India’s economic agency officials have discovered a cryptocurrency wallet worth almost $1 million while investigating a case against a man suspected of fraud and money laundering.
The wallet is supposedly controlled by Dubai-based entrepreneur-investor Vinod Khute.
The Uncertain Crypto Seizure
Reports claim that the crypto wallet can only make transactions three times per month. Meanwhile, the Enforcement Directorate (ED) suspects Khute of engaging in illegal activities. This includes launching his own cryptocurrency and siphoning off the proceeds. The ED will investigate the case and will likely seek action against Khute and associated entities.
However, a crypto seizure is challenging if it’s true that the wallet can only be operated in specific intervals. The ED is working to prevent Khute from emptying the wallet and is seeking technical assistance to secure the funds elsewhere. According to reports, officials formerly thought that the crypto seizure would be simple. The wallet’s connection to the owners’ bank account explains this. But that has not been the case.
A History of Confiscations
The Enforcement Directorate (ED), according to a report in the Indian Parliament in February, has made crypto seizures worth more than $100 million.
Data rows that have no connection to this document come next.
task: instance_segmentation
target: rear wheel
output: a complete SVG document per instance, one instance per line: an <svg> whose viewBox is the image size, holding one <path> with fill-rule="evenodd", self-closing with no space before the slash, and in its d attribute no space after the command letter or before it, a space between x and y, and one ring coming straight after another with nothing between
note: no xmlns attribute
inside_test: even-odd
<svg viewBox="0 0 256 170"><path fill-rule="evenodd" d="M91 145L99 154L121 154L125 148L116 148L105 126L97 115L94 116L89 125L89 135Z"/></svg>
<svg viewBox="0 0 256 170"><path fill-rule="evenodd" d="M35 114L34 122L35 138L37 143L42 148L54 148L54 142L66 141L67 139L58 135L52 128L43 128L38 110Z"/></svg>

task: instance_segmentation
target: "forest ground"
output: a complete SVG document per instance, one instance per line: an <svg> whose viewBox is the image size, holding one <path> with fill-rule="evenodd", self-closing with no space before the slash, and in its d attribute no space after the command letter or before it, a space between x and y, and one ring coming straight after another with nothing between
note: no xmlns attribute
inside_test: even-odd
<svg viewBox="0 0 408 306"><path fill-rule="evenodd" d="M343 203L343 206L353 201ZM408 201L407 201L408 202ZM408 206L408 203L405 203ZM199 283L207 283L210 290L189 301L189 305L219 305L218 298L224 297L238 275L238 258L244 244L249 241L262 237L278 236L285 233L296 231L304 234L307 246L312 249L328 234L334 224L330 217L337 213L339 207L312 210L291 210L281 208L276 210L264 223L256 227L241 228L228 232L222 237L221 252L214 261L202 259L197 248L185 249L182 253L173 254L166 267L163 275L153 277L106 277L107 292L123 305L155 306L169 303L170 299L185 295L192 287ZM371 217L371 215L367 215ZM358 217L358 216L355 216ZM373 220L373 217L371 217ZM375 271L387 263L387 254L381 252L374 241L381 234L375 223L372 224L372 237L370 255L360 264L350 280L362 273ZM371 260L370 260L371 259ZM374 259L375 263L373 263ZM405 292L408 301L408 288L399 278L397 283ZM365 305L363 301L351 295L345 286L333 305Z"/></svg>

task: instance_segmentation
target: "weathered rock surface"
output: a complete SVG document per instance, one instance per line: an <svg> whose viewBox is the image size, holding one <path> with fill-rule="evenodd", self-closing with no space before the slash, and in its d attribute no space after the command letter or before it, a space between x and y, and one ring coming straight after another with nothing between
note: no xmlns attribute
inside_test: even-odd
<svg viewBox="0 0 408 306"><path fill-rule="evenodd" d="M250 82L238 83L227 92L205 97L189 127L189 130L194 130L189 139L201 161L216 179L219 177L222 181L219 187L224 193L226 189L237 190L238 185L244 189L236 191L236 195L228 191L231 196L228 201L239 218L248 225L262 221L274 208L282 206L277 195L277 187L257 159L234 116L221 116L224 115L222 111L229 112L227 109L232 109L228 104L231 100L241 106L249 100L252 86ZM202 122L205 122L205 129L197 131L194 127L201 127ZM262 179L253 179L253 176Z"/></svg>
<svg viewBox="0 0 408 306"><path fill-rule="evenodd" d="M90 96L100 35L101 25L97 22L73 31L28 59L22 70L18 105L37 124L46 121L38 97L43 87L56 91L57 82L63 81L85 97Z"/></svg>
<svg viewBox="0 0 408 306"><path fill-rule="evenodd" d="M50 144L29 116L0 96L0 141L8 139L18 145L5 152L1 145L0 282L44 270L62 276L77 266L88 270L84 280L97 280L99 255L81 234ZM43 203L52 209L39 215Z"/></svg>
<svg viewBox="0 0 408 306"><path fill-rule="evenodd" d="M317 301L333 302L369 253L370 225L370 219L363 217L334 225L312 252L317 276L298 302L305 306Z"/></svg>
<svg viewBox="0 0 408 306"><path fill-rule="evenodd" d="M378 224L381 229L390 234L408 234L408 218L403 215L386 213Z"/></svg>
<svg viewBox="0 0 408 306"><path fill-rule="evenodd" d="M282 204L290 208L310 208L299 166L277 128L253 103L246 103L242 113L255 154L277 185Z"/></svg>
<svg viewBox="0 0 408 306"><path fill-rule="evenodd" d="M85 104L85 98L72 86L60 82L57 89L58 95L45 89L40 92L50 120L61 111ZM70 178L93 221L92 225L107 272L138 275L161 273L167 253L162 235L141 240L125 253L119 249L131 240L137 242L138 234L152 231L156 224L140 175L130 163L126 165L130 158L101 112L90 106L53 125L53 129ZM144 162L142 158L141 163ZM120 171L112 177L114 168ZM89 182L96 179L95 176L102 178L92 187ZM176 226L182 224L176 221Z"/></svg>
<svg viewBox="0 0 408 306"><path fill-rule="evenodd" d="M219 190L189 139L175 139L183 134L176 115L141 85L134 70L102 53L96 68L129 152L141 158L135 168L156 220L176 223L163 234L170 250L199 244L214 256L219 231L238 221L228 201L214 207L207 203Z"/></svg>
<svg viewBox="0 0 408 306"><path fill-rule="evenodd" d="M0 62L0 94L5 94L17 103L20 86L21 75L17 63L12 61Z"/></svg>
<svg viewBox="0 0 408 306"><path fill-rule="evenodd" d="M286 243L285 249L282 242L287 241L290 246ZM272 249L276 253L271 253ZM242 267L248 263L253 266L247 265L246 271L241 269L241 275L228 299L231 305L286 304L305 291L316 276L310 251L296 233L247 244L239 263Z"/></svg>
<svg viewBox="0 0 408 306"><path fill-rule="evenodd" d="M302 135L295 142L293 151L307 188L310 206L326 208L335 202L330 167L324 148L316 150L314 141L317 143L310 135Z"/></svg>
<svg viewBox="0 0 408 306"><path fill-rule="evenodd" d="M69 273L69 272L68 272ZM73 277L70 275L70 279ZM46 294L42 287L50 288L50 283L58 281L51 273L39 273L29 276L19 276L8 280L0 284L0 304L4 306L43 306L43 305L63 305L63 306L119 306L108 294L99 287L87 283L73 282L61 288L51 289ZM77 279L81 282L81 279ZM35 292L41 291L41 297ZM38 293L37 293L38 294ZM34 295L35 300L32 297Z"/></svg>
Oftentimes, these cases involved violating the Foreign Exchange Management Act (FEMA).
Cryptocurrency exchange WazirX was previously probed for money laundering and violations of foreign exchange rules. The Directorate of Enforcement investigated allegations that the exchange laundered over $350 million.
Crypto Seizures in Other Countries
According to recent reports, the UK government is considering giving the HM Revenue & Customs (HMRC) division authority for crypto seizure. It would include custodial wallets of companies evading taxes. The proposal spearheads revision in the Direct Recovery of Debts legislation to allow the HMRC to access custodial wallets and PayPal accounts.
The U.S. Internal Revenue Service (IRS) is also aggressively pursuing cryptocurrency tax evasion and has sent agents abroad to assist law enforcement agencies fighting financial crimes using cryptocurrencies. In 2024, the IRS will receive $80 billion for enforcement activities, including initiatives to monitor client transactions of cryptocurrency brokers.
Meanwhile, the FBI and Ukrainian authorities have targeted nine cryptocurrency exchanges in the United States on suspicion of money laundering and lax Know Your Customer (KYC) procedures. In a separate incident, the U.S. Department of Justice (DoJ) made a crypto seizure of $112 million from six accounts associated with pig butchering scams.